People will not put up with it much longer but will put up their oomph, fueled not only by disgust but also distrust and invest money where their mouth is and private hospitals will be manifested purely through public demand. imho, France has a pretty workable system, as do the Germans, so be it, anything is better than the current one size kills all mess.

That is, if the UK public ever recover, should I say wake up from the drip feed and morphine induced coma of NHS propaganda the media blanket feeds them and in any case, isn't it time the doctors actually served the patients, and not the other way around?

Raedwald said...

Austrian GPs are self-employed, paid post hoc per transaction by the big social insurance providers, so a qualified practitioner can hang his shingle anywhere he thinks he can do business. Patients can take their e-card and their business to any GP they choose - there are no fixed catchments or registrations.
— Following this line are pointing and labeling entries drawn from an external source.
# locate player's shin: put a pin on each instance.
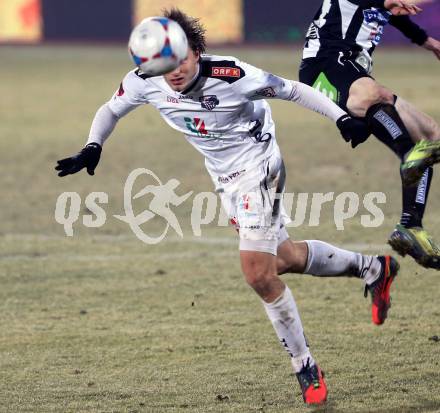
(326, 260)
(286, 321)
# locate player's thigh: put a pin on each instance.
(364, 93)
(419, 124)
(292, 257)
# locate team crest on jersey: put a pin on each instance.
(267, 92)
(121, 90)
(209, 102)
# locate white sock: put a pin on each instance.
(285, 319)
(327, 260)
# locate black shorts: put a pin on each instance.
(332, 76)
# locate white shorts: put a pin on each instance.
(252, 199)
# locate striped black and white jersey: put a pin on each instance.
(354, 25)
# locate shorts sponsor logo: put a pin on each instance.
(225, 72)
(209, 102)
(230, 177)
(268, 92)
(375, 16)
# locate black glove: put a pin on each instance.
(86, 158)
(353, 130)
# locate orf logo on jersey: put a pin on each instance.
(372, 16)
(209, 102)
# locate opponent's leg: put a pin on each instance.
(426, 132)
(325, 260)
(260, 271)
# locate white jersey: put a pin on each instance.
(222, 113)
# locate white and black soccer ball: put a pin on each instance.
(158, 45)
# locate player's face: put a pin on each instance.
(179, 78)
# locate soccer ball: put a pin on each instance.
(158, 45)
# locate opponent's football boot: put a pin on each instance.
(417, 243)
(380, 289)
(313, 387)
(425, 153)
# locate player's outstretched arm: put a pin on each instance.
(396, 7)
(433, 45)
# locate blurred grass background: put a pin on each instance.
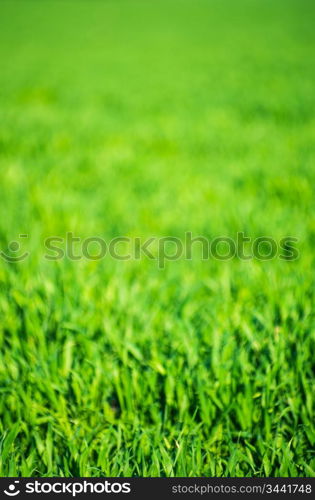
(138, 118)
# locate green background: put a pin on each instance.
(129, 118)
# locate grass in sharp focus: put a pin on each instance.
(133, 119)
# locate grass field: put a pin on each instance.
(139, 119)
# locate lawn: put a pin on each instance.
(148, 119)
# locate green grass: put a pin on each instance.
(140, 118)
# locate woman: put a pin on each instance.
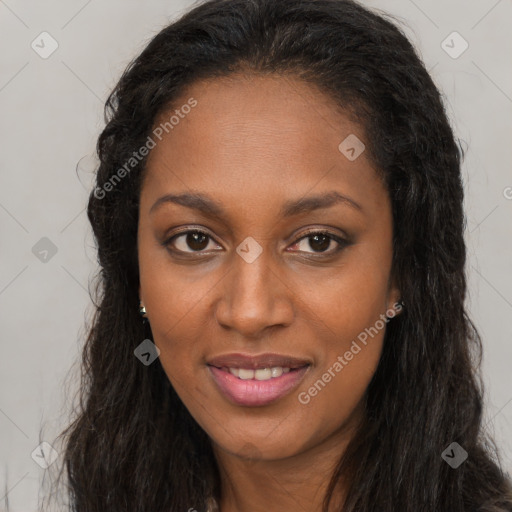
(281, 323)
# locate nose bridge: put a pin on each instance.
(253, 296)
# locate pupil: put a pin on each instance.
(193, 243)
(323, 245)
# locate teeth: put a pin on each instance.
(259, 374)
(245, 374)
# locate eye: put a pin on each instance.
(320, 241)
(193, 239)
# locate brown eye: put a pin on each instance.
(189, 241)
(320, 242)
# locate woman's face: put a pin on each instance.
(255, 288)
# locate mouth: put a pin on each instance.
(256, 380)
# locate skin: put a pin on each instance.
(252, 143)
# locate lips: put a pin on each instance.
(267, 360)
(258, 380)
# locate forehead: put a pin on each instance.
(255, 138)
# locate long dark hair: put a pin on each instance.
(133, 446)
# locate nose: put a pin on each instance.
(254, 296)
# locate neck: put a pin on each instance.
(298, 482)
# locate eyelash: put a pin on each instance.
(341, 241)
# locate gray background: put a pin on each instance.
(51, 115)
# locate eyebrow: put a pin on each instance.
(209, 207)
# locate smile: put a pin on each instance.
(256, 387)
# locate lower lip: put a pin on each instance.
(253, 392)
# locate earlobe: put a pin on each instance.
(395, 304)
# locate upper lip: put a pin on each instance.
(266, 360)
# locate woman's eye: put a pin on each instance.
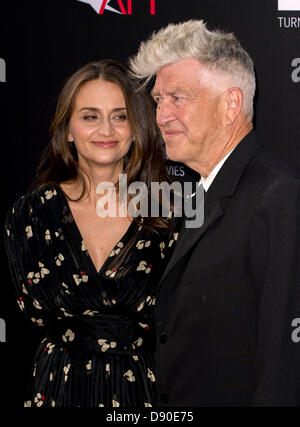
(89, 117)
(176, 98)
(120, 117)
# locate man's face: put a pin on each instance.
(188, 114)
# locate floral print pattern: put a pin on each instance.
(93, 355)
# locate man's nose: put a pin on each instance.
(164, 113)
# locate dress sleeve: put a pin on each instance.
(21, 242)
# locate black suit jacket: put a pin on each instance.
(231, 291)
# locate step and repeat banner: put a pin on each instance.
(43, 42)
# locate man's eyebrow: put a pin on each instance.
(178, 89)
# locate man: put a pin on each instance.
(229, 301)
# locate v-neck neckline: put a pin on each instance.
(78, 232)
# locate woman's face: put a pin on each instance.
(99, 124)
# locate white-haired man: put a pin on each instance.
(229, 301)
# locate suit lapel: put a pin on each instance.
(223, 186)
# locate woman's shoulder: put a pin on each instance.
(33, 202)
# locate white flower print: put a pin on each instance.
(115, 403)
(66, 371)
(65, 312)
(24, 290)
(36, 304)
(137, 343)
(21, 303)
(66, 288)
(90, 312)
(162, 247)
(44, 270)
(105, 345)
(141, 306)
(144, 325)
(39, 322)
(50, 193)
(39, 399)
(68, 336)
(117, 249)
(175, 237)
(143, 243)
(144, 266)
(78, 279)
(83, 247)
(28, 230)
(59, 234)
(111, 273)
(35, 277)
(151, 375)
(58, 259)
(89, 366)
(47, 235)
(129, 376)
(49, 347)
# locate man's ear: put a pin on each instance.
(70, 137)
(233, 104)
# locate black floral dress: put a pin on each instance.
(99, 335)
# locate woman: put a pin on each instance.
(88, 280)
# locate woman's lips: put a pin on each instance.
(105, 144)
(172, 132)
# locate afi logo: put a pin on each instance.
(2, 70)
(100, 5)
(288, 4)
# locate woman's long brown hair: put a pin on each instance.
(145, 160)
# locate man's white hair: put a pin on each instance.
(215, 50)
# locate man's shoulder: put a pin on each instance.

The upside is that a sole practitioner can run a local practice anywhere with just a medical receptionist (with a pile of blank pre-signed prescriptions for repeat trade) in a rented commercial suite. It will be efficient as he has to pay the costs himself.

The downside is that a busy and popular Arzt can take loads of holidays - and they don't use locums here. My young fellow is away playing about 25% of the time and if I miss him I have to take my e-card down to the semi-retired old buffer three miles down the road or wait .. so most folk here keep a close eye on his regular advance holiday announcements.

Gordon the Fence Post Tortoise said...

This morning I idly took a look at The Register for an overview/insight of sorts into NHS IT after seeing a claim that every click on the NHS web site costs £0.46.

1300 hits on a search for "NHS" - and some bizarre and depressing reading....

Anonymous said...

Makes you wonder how Iceland (pop 300,000) manages.

"Healthcare in Iceland is universal. The healthcare system is largely paid for by taxes (85%) and to some extent by service fees (15%) and is administrated by the Ministry of Welfare. A considerable portion of government spending is assigned to health care. There is almost no private health insurance in Iceland and no private hospitals."

https://en.wikipedia.org/wiki/Healthcare_in_Iceland

The more I visit and learn about that country the more impressed I am. Despite the fact that it's essentially open to all EU residents the weather and darkness means it's avoided the fate of Norway (see East Oslo) and Sweden (see Malmo), and still has a national rather than international health service.

Their weather website is IMHO better than the BBCs if you want to see what's coming in off the Atlantic. And they do it all with a population the size of Cardiff or Coventry.

http://en.vedur.is/weather/shipping/atlantic/#type=temp

Blue Eyes said...

We need better triage. If people are going to A&E because they can't or won't go to their GP then maybe the A&E departments should have some GPs located in the same place so they can work in tandem.

Plus more walk-in GP clinics maybe.

My most recent experience of the NHS was of a very long delay to be seen but when I did the service was excellent. That is the best one can hope for in a free-to-use service.

Anonymous said...

I see a woman has died in the US from a bug resistant to all known antibiotics. She'd been in India, where antibiotics (not to mention drugs like Viagra) are freely available over the counter.